Banana Crumb Muffins

I bought a bunch of bananas and they all got eaten up except for the last two.  They just sat around by their lonely selves for a few days and started to ripen beyond the point of no return.  I felt bad throwing them away, but at the same time the only thing that I knew of that used old bananas was banana bread, and no one here likes banana bread LOL.

I was stumped.

So I turned to my trusty friend Google and came upon this amazing recipe.

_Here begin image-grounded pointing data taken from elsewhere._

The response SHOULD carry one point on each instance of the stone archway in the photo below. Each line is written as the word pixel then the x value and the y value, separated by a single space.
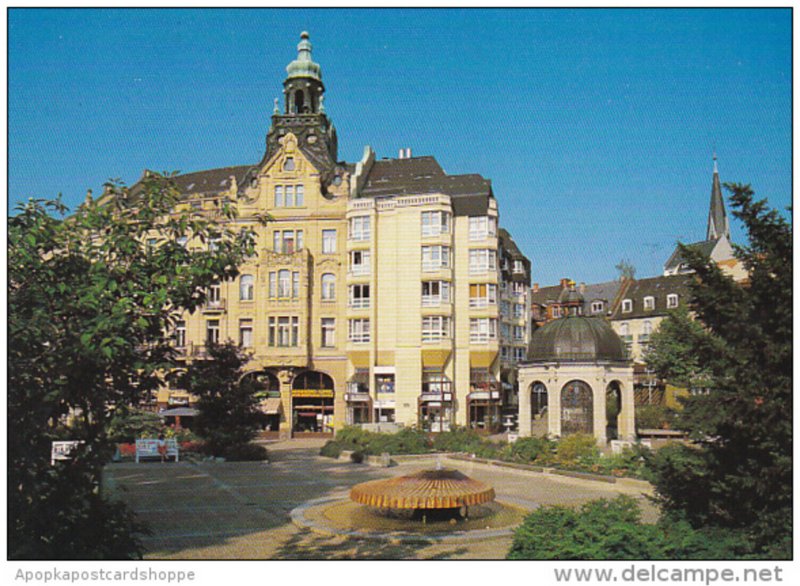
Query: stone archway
pixel 577 408
pixel 613 398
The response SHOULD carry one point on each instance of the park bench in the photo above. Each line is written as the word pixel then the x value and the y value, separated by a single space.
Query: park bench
pixel 148 448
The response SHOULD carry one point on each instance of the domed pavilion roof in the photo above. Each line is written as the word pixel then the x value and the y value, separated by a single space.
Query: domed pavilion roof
pixel 577 339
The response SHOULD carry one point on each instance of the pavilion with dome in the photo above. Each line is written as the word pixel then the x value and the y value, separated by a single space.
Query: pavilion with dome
pixel 577 379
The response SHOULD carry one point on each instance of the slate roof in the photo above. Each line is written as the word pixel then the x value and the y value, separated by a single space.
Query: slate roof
pixel 656 287
pixel 424 175
pixel 705 247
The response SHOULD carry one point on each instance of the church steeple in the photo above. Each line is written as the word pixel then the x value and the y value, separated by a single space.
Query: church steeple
pixel 717 219
pixel 304 111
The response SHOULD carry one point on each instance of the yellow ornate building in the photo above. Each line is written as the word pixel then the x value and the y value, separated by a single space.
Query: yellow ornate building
pixel 382 292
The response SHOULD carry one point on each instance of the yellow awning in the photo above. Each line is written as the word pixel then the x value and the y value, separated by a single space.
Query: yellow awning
pixel 359 359
pixel 434 358
pixel 271 406
pixel 482 359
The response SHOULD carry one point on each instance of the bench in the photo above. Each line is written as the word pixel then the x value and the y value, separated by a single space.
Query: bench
pixel 148 448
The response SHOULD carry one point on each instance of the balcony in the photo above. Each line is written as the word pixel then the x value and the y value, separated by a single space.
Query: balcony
pixel 214 306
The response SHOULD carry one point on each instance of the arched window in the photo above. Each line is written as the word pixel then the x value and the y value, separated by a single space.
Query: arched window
pixel 246 287
pixel 328 287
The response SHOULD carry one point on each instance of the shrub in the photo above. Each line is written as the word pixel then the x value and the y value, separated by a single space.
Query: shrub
pixel 529 449
pixel 245 453
pixel 578 449
pixel 654 416
pixel 331 449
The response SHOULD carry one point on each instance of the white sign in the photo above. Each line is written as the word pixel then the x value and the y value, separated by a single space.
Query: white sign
pixel 63 450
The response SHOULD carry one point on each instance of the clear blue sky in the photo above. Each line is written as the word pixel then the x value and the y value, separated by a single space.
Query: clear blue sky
pixel 596 127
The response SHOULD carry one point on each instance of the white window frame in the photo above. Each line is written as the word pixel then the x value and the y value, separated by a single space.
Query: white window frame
pixel 435 258
pixel 328 286
pixel 247 287
pixel 435 223
pixel 482 330
pixel 438 293
pixel 482 260
pixel 362 268
pixel 329 241
pixel 360 229
pixel 358 331
pixel 435 328
pixel 672 301
pixel 328 332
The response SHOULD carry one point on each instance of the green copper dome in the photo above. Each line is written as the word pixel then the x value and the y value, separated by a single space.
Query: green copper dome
pixel 577 339
pixel 304 66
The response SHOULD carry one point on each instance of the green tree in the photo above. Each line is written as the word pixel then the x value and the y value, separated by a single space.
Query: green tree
pixel 90 298
pixel 229 417
pixel 738 475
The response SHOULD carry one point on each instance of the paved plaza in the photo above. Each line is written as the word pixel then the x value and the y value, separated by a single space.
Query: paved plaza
pixel 241 510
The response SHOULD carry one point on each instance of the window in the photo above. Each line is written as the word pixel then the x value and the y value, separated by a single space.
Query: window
pixel 384 383
pixel 482 294
pixel 287 241
pixel 435 258
pixel 328 241
pixel 360 262
pixel 482 329
pixel 482 227
pixel 359 296
pixel 246 333
pixel 284 284
pixel 482 260
pixel 289 196
pixel 435 328
pixel 328 287
pixel 328 332
pixel 435 223
pixel 360 228
pixel 359 330
pixel 283 331
pixel 435 293
pixel 212 331
pixel 246 287
pixel 213 296
pixel 180 334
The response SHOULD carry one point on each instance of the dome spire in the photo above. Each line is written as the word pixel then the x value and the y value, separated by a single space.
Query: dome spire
pixel 304 65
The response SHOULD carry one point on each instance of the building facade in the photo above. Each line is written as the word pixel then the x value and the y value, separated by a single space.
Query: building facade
pixel 382 292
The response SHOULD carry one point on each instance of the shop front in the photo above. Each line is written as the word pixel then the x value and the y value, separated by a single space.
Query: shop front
pixel 312 404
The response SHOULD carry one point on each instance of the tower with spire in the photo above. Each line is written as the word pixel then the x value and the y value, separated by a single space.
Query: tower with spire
pixel 304 112
pixel 717 218
pixel 717 245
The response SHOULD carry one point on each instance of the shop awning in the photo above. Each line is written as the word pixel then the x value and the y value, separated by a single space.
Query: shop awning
pixel 271 406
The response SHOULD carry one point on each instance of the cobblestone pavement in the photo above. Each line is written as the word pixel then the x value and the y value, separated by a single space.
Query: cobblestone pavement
pixel 240 510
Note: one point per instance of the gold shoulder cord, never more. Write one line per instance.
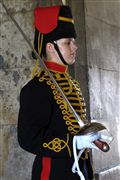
(73, 127)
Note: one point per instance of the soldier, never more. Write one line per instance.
(46, 126)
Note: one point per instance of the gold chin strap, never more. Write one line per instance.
(40, 41)
(66, 19)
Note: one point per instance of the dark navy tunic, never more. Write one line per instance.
(46, 125)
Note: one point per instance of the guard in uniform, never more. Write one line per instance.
(46, 126)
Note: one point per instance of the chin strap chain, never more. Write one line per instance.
(75, 167)
(59, 53)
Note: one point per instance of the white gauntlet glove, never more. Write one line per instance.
(82, 142)
(86, 141)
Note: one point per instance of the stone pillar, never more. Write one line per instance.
(103, 57)
(15, 70)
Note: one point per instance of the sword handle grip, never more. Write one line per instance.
(103, 146)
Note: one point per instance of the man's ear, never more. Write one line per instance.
(50, 47)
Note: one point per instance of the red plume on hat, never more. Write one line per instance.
(52, 23)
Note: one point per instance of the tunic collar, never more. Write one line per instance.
(53, 66)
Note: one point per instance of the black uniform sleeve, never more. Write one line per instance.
(34, 116)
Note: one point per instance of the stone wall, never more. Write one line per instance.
(15, 70)
(103, 56)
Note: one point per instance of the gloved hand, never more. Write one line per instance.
(86, 141)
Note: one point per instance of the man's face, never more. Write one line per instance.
(67, 47)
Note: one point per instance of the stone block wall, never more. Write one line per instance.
(103, 57)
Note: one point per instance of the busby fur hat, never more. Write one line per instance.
(52, 23)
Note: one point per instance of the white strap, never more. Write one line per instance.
(75, 167)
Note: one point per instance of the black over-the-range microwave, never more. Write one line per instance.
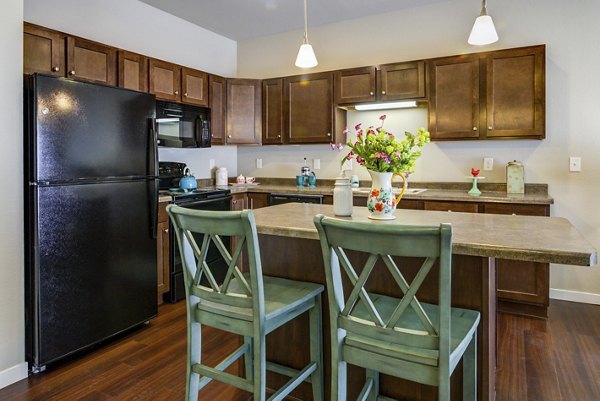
(182, 126)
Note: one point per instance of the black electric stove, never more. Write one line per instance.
(203, 198)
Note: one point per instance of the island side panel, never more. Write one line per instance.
(301, 259)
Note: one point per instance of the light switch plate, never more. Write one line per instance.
(574, 164)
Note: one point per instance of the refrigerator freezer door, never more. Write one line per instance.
(81, 130)
(93, 272)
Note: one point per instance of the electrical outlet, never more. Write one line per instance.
(488, 163)
(574, 164)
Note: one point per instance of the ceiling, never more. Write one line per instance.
(246, 19)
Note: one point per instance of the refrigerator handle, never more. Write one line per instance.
(152, 148)
(153, 161)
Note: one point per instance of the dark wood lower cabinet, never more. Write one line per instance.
(162, 251)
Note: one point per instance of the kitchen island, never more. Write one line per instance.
(290, 248)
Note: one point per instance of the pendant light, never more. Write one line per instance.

I tweaked it a bit based on the reviews and was left with an apartment that smelled like heaven, the satisfaction of knowing that I didn’t let those sorry bananas go to waste, and a picky husband and toddler who suddenly decided that they enjoyed banana crumb muffins 🙂

Banana Crumb Muffins

Yield: 12 Muffins


For Muffins:

  • 1 ½ cups all-purpose flour
  • 1 teaspoon baking soda
  • 1 teaspoon baking powder
  • ½ teaspoon salt
  • 2 ripe bananas, mashed
  • 1 egg, lightly beaten
  • ½ cup sugar
  • ¼ cup brown sugar
  • 1/3 cup oil
  • 1 teaspoon vanilla
  • ¾ teaspoon ground cinnamon

For Crumb Topping:

  • 1/3 cup brown sugar
  • 2 tablespoons all-purpose flour
  • ¼ teaspoon ground cinnamon
  • 1 tablespoon butter, cold


Preheat oven to 375°F and grease or line 12 muffin cups.

In a large bowl, sift together all-purpose flour, baking soda, baking powder, and salt.

In a separate bowl, beat mashed bananas, egg, sugar, brown sugar, oil, vanilla, and ground cinnamon until well incorporated.  Fold the dry ingredients into the banana mixture and divide into the prepared muffin tray.

In a small bowl, mix together all of the crumb topping ingredients until it resembles a course cornmeal.  Sprinkle the topping over the muffin batter and bake for 18-20 minutes, or until an inserted toothpick comes out clean.